Effects of polyprenols from pine needles of Pinus massoniana on ameliorating cognitive impairment in a D-galactose-induced mouse model.

Cognitive deficiency and oxidative stress have been well documented in aging and in neurodegenerative disorders such as Alzheimer's disease. In this study, we assessed the therapeutic effect of polyprenols on D-galactose-induced cognitive impairment in mice by testing on of behavioral and cognitive performance. In order to explore the possible role of polyprenols against D-galactose-induced oxidative damages, we assessed various biochemical indicators. Chronic administration of D-galactose (150 mg/kg·d, s.c.) for 7 weeks significantly impaired cognitive performance (both in step-through passive and active avoidance tests) and locomotor activity (in open-field test) and the ability of spatial learning and memory (in Morris water maze test) compared with the control group. The results revealed that polyprenols treatment for 2 weeks significantly ameliorated model mice's cognitive performance and oxidative defense. All groups of polyprenols enhanced the learning and memory ability in step-through passive and active avoidance tests, locomotor activity in open-field test, and the ability of spatial learning and memory in Morris water maze test. Furthermore, high and middle level of polyprenols significantly increased total antioxidative capacity (T-AOC), glutathione peroxidase (GSH-Px), super oxide dismutase (SOD) activity, neprilysin (NEP), and β-site AβPP cleaving enzyme 1 (BACE1) expression, while nitric oxide (NO), nitric oxide synthase (NOS) activity, malondialdehyde (MDA) concentration, and the level of Aβ1-42 and presenilin 1 (PS1) were decreased.

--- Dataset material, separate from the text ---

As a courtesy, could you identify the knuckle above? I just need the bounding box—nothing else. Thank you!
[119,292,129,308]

Polyprenols have a significant relieving effect on learning, memory, and spontaneous activities in a D-galactose-induced mouse model and ameliorates cognitive impairment and biochemical dysfunction in mice. In summary, we have demonstrated that polyprenols may ameliorate memory and cognitive impairment via enhancing oxidative defense and affecting generation and dissimilation of Aβ-related enzymes, suggesting that polyprenols represent a novel drug for treating Alzheimer's disease.